For many job seekers, Internet job search is all about using online job boards. They spend the majority of their hours scouring sites like Monster and CareerBuilder, looking for openings and signing up to be automatically notified when new jobs are posted that match their specifications. Those with a little more savvy may seed their resumes with the keywords most likely to get them noticed in the sea of applicants who are doing the same thing. But is this really the most effective way to job search? Probably not.
- Companies are making less use of online job boards to advertise their openings. Job boards cost money and in recessionary times, companies are looking to cut costs where they can. According to a recent employer survey, 36% of businesses plan to spend less in 2011 on job boards and 38% will be making less use of recruiters. Many are beefing up their own sites and using those to advertise for openings.
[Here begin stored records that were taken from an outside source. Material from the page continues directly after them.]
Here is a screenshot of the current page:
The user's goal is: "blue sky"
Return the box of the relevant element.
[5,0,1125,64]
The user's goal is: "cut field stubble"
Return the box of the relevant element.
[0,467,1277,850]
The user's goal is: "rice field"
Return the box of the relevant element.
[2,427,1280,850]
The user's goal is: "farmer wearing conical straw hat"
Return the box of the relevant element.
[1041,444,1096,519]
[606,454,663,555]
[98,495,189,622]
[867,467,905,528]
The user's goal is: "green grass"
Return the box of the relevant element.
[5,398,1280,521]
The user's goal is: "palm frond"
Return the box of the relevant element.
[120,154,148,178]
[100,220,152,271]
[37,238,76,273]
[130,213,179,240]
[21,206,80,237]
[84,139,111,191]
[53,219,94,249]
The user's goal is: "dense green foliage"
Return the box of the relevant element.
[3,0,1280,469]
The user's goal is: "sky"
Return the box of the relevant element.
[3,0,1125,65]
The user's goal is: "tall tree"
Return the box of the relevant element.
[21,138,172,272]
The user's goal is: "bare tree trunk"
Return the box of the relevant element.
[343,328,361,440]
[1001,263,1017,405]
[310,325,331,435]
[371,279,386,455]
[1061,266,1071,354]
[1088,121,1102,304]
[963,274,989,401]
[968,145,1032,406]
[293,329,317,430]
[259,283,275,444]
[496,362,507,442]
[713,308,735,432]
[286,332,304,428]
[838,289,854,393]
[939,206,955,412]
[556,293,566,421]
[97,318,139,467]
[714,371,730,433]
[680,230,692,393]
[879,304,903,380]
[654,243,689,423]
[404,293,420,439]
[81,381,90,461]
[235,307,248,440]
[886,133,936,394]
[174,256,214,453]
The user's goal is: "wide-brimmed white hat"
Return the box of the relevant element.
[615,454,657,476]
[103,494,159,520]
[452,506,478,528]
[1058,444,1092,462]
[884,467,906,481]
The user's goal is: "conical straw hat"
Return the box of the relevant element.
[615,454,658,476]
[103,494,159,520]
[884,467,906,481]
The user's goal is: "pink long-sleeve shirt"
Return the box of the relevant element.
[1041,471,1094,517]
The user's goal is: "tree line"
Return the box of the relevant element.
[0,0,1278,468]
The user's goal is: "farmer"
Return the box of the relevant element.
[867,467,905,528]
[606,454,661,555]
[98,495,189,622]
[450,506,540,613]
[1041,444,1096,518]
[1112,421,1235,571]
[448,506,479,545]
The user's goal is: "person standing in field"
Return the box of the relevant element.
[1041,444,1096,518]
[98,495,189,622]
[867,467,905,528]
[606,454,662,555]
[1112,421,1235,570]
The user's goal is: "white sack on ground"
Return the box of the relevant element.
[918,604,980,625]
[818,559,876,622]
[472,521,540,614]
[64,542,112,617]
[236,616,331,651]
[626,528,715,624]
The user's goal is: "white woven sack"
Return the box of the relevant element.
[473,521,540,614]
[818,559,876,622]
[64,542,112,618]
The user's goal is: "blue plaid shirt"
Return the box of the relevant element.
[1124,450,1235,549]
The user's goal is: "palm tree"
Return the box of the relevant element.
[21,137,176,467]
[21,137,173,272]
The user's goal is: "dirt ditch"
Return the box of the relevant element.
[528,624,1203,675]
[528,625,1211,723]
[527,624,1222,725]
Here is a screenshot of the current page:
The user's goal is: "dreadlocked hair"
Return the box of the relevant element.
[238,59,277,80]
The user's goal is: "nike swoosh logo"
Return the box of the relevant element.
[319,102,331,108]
And with 6 people for every available job, companies often don't even have to advertise openings. They're already hip deep in applicants, many of them over-qualified and willing to work dirt cheap.
- While companies may advertise openings on a job board, they are more likely to actually interview and hire applicants who come to them from trusted sources, such as colleagues. According to Career XRoads, only 13.2% of external hires were made through job boards. Networking, whether off-line or through social media tools like LinkedIn, is still the number one way to get hired. This is even more true now, when businesses are inundated with applicants and looking for any way to screen out less qualified people.
- Many of the jobs on job boards are outdated and have already been filled. HR managers don't take the time to remove postings once jobs are filled, as they're ready to move on to the next item on their "to do" lists.
- It's difficult--if not impossible--for job seekers stand out from the crowd. When job seekers respond to postings on large job boards, their applications are going into a huge database. Even if they are skilled at turning their resumes into keyword-loaded masterpieces, it will still be difficult to rise above the hundreds, or even thousands of other applicants. This is especially true for less skilled and less specialized jobs.
This is not to say that online job boards can't be useful. Job seekers can use these boards to identify companies that interest them so they can do further research to determine if this is a place they'd like to work. They can also see what kinds of qualifications and experiences companies seek in their applicants. Armed with this information, they can do more targeted networking--perhaps through LinkedIn or through personal contact.
Time is limited and job seekers need to make the best use of it. While job boards can work for some people, most job seekers would be far better served by researching and targeting companies and hiring managers and networking their way into jobs.